El presidente de Institución Futuro hace su particular lectura de lo que supondría un nuevo confinamiento total en caso de que la curva de contagios no se aplane. “Estoy convencido de que todos los agentes implicados van a tratar de evitarlo a toda costa. Pero si llegado el caso se volviera a dar cerrojazo a la sociedad y a las empresas, auguro un futuro pésimo para nuestra población, que tendrá que vivir durante años las consecuencias económicas”.

Francisco Esparza considera crucial que se adopten las medidas siguiendo criterios técnicos y dejando las “rencillas políticas”.

Del mismo modo piensa Francisco Esparza, presidente de la Asociación para el Desarrollo de la Empresa Familiar Navarra (ADEFAN), quien señala que un segundo confinamiento sería “un varapalo total” para la economía y se pregunta al mismo tiempo cómo podrá pagar el Gobierno central los ERTE si el estado de alarma se extiende hasta mayo: “Sería un coste brutal. Y más si algunos sectores no pueden abrir hasta dicho mes. Es una situación muy preocupante”. Esparza indica así mismo que, además de priorizar la crisis sanitaria, las autoridades deben pensar en la economía “y en cómo salimos de esta”, para lo cual considera crucial que se tomen las medidas siguiendo criterios técnicos y dejando las “rencillas políticas”. Aunque hay países que están tomando medidas más drásticas con el aliento de “no apagar” la Navidad, aquí ya “está rota”.

Adriana Eransus, gerente de la Asociación de Jóvenes Empresarios (AJE Navarra), no ve adecuado entrar a valorar si las últimas medidas adoptadas deberían haberse tomado antes: “Ni somos políticos ni tenemos conocimiento para hacerlo”. Pero sí tiene claro que un segundo confinamiento como el vivido en primavera no sería viable “porque sumiría al país en la más absoluta miseria”. De modo que “ni las empresas ni el Estado pueden asumir algo similar”. Al igual que Esparza, ve necesario “remar todos a una, dejando a un lado las discrepancias ideológicas, y centrarnos en lo verdaderamente importante, siendo responsables y conscientes de que salir de esta situación tan crítica está en nuestras manos”. 

Adriana Eransus: “Un segundo confinamiento como el vivido en primavera sumiría al país en la más absoluta miseria”.

La gerente de AJE Navarra insiste en que la hostelería es la punta del iceberg. “Ahora mismo está sufriendo de una manera radical la pandemia.

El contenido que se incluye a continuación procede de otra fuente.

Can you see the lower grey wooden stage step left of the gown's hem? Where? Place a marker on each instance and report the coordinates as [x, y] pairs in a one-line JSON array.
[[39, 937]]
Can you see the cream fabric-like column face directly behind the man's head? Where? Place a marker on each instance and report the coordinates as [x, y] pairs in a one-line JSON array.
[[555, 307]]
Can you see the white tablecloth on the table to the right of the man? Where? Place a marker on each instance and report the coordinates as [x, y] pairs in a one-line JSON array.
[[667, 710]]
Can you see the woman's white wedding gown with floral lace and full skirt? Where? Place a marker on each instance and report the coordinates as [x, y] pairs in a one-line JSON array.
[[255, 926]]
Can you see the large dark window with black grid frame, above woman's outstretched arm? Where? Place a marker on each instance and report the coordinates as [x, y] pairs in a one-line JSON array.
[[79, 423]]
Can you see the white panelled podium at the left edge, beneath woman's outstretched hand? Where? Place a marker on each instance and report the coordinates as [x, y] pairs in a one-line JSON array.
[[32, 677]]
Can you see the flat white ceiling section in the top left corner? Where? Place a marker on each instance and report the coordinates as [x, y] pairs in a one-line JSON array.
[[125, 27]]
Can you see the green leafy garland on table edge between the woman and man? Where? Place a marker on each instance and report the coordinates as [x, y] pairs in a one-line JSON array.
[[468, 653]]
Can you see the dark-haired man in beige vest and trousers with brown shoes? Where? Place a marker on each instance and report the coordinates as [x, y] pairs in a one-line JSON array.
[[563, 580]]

Y desde AJE enviamos todo nuestro apoyo a esos profesionales que no pueden abrir sus negocios por la irresponsabilidad de muchos. Pero esto es una espiral porque abarca a muchos más agentes: proveedores, empresas de eventos, sector primario…”. Eransus achaca este agravamiento de la situación a la incapacidad para atajar los brotes “porque no se ha asumido que este virus nos está condicionando y que hemos de luchar todos juntos contra él”.

Por eso, apela a la responsabilidad, la empatía, la conciencia social y la vocación política. “Hoy en día, la clase política vive una situación difícil, pero es ahora cuando más necesitamos a las instituciones para que impulsen proyectos y ayudas reales y apoyen a los jóvenes. Somos un puntal fundamental y nuestra situación es realmente complicada”, remata.